Uniform Manifold Approximation and Projection (UMAP) is an algorithm for dimensionality reduction which tries to preserve the local distances that the data has in the original dimension. like t-SNE and Isomap. This repository provides an implementation of UMAP dimensionality reduction algorithm in Python from scratch.
Main components of the algorithm are as follows
- Finding K-nearest neighbors with their corresponding distances in the original data.

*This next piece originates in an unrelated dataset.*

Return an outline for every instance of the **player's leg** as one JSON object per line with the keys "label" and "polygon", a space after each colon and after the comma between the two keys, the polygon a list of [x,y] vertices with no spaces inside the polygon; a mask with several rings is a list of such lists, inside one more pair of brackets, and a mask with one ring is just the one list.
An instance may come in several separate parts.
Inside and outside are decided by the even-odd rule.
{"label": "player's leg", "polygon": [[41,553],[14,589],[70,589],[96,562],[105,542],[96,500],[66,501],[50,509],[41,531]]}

- Using K-nearest neighbor graph, constructing a fuzzy simplicial set.
- Initializing the low-dimensional embeddings with a reasonable start.
- Optimizing the low-dimensional embeddings using the fuzzy simplicial set constructed from original data.
cd PROJECT_PATH
pip -r requirements.txt
import UMAP
X, y = load_digits(return_X_y=True)
mp = UMAP(n_components=n_components,
n_neighbors=n_neighbors,
metric=metric,
n_epochs=n_epochs,
learning_rate=learning_rate,
init_symbol=init,
min_dist=min_dist,
spread=spread,
set_operation_ratio=set_operation_ratio,
local_connectivity=local_connectivity,
repulsion_strength=repulsion_strength,
neg_sample_rate=neg_sample_rate,
a=a,
b=b
)
y_pred = mp.fit_transform(X)
fig, ax = plt.subplots(figsize=(12, 10))
color = y
plt.scatter(y_pred[:,0], y_pred[:,1], c=color, cmap="Spectral", s=2)
plt.setp(ax, xticks=[], yticks=[])
plt.title("Data embedded into two dimensions", fontsize=18)
plt.savefig("./reduced_data.png")
[1] L. McInnes, J. Healy, and J. Melville, "Umap: Uniform manifold approximation and projection for dimension reduction," arXiv preprint arXiv:1802.03426, 2018.